A top-level task that creates subtasks (tasks with `parent_task_id` pointing back to it)
transitions to `BLOCKED` — not `READY` — when its own runner exits successfully. This allows
an agent to dispatch subtasks and then wait for them.

```
Parent task runner exits 0
    ├── no subtasks → READY (normal review gate)
    └── has subtasks → BLOCKED (waiting for subtasks)
                          │
            Each subtask completes → COMPLETED
                          │
            All subtasks COMPLETED?
                  ├── yes → maybeUnblockParent() → parent READY
                  └── no  → parent stays BLOCKED
```

`maybeUnblockParent(parentID)` is called every time a subtask transitions to `COMPLETED`. It
loads all subtasks and checks whether every one is `COMPLETED`. If so, it calls
`UpdateTaskState(parentID, StateReady)`. (`internal/executor/executor.go:616`)

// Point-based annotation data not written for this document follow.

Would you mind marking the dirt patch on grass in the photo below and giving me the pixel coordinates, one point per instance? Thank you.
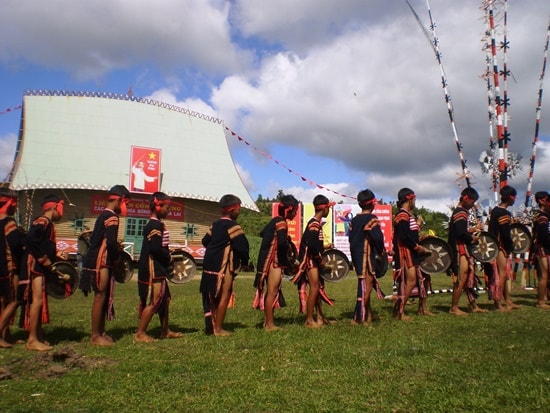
(51, 364)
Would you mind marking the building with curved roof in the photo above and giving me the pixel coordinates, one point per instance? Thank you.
(81, 144)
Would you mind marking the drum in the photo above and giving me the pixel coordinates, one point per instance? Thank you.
(336, 267)
(439, 258)
(124, 270)
(380, 264)
(184, 267)
(521, 237)
(292, 256)
(486, 249)
(61, 280)
(83, 243)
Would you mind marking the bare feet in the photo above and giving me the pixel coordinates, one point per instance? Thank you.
(102, 340)
(426, 312)
(143, 338)
(458, 311)
(36, 345)
(171, 334)
(5, 344)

The `BLOCKED` state also covers the interactive question flow: when `ClaudeRunner.Run` detects
a `question.json` file in the execution log directory, it returns a `*BlockedError` containing
the question JSON and session ID. The pool stores the question in the `tasks.question_json`
column and the session ID in the `executions.session_id` column. `POST /api/tasks/{id}/answer`
resumes the task by calling `pool.SubmitResume` with a new `Execution` carrying
`ResumeSessionID` and `ResumeAnswer`. (`internal/executor/claude.go:103`,
`internal/api/server.go:221`)

---

## 9. External Go Dependencies

| Module | Version | Purpose |
|---|---|---|
| `github.com/mattn/go-sqlite3` | v1.14.33 | CGo SQLite driver (requires C compiler) |
| `github.com/google/uuid` | v1.6.0 | UUID generation for task and execution IDs |
| `github.com/spf13/cobra` | v1.10.2 | CLI command framework |
| `github.com/BurntSushi/toml` | v1.6.0 | TOML config file parsing |
| `golang.org/x/net` | v0.49.0 | `golang.org/x/net/websocket` — WebSocket server |
| `gopkg.in/yaml.v3` | v3.0.1 | YAML task definition parsing |

---

## 10. Related Documentation

### Architectural Decision Records

| ADR | Title | Summary |
|---|---|---|
| [ADR-001](adr/001-language-and-architecture.md) | Go + SQLite + WebSocket Architecture | Language choice, pipeline design, storage and API rationale |
| [ADR-002](adr/002-task-state-machine.md) | Task State Machine Design | All 10 states, transition table, side effects, known edge cases |
| [ADR-003](adr/003-security-model.md) | Security Model | Trust boundary, no-auth posture, known risks, hardening checklist |
| [ADR-004](adr/004-multi-agent-routing-and-classification.md) | Multi-Agent Routing | `pickAgent` load balancing, Gemini-based model classifier |
| [ADR-005](adr/005-sandbox-execution-model.md) | Git Sandbox Execution Model | Isolated git clone per task, push-back flow, BLOCKED preservation |

### Package-Level Docs

Per-package design notes live in [`docs/packages/`](packages/) (in progress).

### Task YAML Reference

```yaml
name: "My Task"
agent:
  type: "claude"               # "claude" | "gemini"; optional — load balancer may override
  model: "sonnet"              # model tier hint; optional — classifier may override
  instructions: |
    Do something useful.
  project_dir: "/workspace/myproject"   # if set, runs in a git sandbox
  max_budget_usd: 1.00
  permission_mode: "bypassPermissions"  # default
  allowed_tools: ["Bash", "Read"]
  context_files: ["README.md"]
timeout: "15m"
priority: "normal"             # high | normal | low
tags: ["ci", "backend"]
depends_on: ["<task-uuid>"]    # explicit ordering
parent_task_id: "<task-uuid>"  # set by parent agent when creating subtasks
```

Batch files wrap multiple tasks under a `tasks:` key and are accepted by `claudomator run`.

### Storage Schema

Two tables auto-migrated on `storage.Open()`:

- **`tasks`** — `id`, `name`, `description`, `config_json` (AgentConfig), `priority`,
  `timeout_ns`, `retry_json`, `tags_json`, `depends_on_json`, `parent_task_id`, `state`,
  `question_json`, `rejection_comment`, `created_at`, `updated_at`
- **`executions`** — `id`, `task_id`, `start_time`, `end_time`, `exit_code`, `status`,
  `stdout_path`, `stderr_path`, `artifact_dir`, `cost_usd`, `error_msg`, `session_id`,
  `resume_session_id`, `resume_answer`

Indexed columns: `tasks.state`, `tasks.parent_task_id`, `executions.task_id`,
`executions.status`, `executions.start_time`.